Messages in the system are naturally grouped by some property, of which there are many thousands of possible values and the set of values for messages currently queued changes over time. An analogy would be messages having a header which is the milliseconds part of the time, at the time of message creation. Thus, the header will have a value between 0 and 999, and there will be some distribution of the value across all messages currently queued.
I need to be able to consume messages in an order such that no specific value is prioritised over any other. If the header values of queued messages are distributed thus
value | count
------|-------
A | 3
B | 3
C | 2
Then the consumption order would be A,B,C,A,B,C,A,B
.
If messages with another value are added to the queue they should be automatically added to the round robin sequence.
This implies some knowledge of the currently queued messages, but doesn't require that knowledge to be held by the consumer; the broker might have mechanisms to order delivery in some way.
It's acceptable for there to be some threshold beyond which fair queuing starts. Which is to say that, if the threshold were 10, then it's acceptable to sequentially process 10 messages with the same value, but the 11th message processed should be of the next value in sequence. Next might be the same value, if the only queued messages have that value.
The number of possible values probably precludes simply creating a queue for each, and iterating the queues, though this has not yet been tested.
We're using HornetQ, but if there's alternatives that provide these semantics then I'd love to know.
The messages are jobs and the header values are user ids. What's being sought is that, within some limits, no jobs from any given user will unduly delay jobs from any other user; A user producing 1 million jobs doesn't cause later jobs from other users to wait for that million jobs to be processed.
Consumers on queues in HornetQ are evaluated in creation order, so adding a selective consumer to a queue won't stop any catch-all consumer from receiving messages matching the filter.
JMS Groups don't seem to help, as that ties a given group (user?) to a given consumer.
A potential solution is creating selective consumers on a topic based on demand (e.g.: 10 sequential messages from the same user), with something managing the lifecycle of all selective consumers to ensure the catch-all doesn't process the same message. While possible this does seem to have some onerous synchronisation requirements.

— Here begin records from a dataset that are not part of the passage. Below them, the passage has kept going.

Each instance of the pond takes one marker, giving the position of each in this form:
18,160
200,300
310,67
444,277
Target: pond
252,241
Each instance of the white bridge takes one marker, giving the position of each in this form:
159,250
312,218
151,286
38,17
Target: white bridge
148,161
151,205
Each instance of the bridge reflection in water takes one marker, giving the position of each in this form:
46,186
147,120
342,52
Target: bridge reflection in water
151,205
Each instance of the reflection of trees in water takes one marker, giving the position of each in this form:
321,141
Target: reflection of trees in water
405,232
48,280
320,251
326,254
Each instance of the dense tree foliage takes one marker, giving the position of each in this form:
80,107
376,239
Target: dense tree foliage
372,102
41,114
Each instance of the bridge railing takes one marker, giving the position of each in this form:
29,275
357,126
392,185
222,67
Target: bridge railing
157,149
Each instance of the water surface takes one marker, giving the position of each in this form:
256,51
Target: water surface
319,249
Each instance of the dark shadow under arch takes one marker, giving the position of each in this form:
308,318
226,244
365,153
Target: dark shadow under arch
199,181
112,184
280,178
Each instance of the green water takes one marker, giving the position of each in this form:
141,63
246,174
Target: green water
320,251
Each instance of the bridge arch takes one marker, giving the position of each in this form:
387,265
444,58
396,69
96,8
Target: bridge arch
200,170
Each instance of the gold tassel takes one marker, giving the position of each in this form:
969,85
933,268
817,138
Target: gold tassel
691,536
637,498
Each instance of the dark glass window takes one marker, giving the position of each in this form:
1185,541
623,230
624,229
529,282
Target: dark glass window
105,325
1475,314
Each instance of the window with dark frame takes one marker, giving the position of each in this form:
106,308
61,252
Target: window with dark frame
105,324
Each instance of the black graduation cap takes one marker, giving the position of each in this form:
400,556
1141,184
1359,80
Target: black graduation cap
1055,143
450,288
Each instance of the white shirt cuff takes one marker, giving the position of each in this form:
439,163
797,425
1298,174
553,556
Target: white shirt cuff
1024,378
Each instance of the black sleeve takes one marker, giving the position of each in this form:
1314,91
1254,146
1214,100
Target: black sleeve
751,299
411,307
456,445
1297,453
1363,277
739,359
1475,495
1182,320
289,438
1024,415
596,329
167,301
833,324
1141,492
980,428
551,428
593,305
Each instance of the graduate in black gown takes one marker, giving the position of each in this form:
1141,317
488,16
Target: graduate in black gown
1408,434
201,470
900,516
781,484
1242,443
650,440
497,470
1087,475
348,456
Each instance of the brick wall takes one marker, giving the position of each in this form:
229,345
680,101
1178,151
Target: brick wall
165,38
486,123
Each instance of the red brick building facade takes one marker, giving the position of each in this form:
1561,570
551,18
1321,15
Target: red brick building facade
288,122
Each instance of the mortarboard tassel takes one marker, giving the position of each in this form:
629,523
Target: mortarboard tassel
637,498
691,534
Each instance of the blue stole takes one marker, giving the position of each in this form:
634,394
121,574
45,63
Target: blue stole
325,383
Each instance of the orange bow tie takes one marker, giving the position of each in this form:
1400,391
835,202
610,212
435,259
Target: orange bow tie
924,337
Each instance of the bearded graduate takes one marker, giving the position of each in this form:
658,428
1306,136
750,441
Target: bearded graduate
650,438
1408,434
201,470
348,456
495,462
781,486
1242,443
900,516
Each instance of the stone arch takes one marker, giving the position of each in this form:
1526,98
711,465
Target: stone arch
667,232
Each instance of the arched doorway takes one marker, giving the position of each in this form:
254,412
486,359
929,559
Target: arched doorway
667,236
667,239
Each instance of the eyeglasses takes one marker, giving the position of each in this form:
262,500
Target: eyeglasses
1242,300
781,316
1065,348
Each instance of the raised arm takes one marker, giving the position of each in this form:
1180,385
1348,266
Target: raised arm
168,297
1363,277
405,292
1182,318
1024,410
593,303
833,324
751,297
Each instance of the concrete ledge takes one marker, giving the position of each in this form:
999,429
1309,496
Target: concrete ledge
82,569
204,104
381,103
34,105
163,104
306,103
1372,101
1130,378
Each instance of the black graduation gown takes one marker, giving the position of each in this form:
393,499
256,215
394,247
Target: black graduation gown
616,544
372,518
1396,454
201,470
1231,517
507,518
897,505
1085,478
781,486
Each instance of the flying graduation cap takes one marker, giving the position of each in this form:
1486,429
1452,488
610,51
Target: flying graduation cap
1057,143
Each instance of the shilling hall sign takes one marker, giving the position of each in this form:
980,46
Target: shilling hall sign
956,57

You are wanting the JMS broker to implement a message delivery algorithm (fair queuing) that is not, as far as I know, part of the JMS specification. It may be possible to find a way to make the broker do this, but I doubt it, and any solution you come up with is likely to be broker-specific.
Instead, why not put the desired queuing algorithm in your own application? For example: write a "fair queuing forwarder (FQF)" application that subscribes to all the messages, in whatever order they come from the broker. Have this FQF application consume messages as fast as possible, so that the JMS broker queue is always empty or near empty. The FQF application could then store the messages in a local queue, and republish them one at a time, in whatever order your desired queuing algorithm determines, to a queue or topic that the ultimate message processing application is subscribed to. On this end you would probably want to use transactions or some sort of flow control so that the FQF application only publishes messages at the rate they can be processed by the end system.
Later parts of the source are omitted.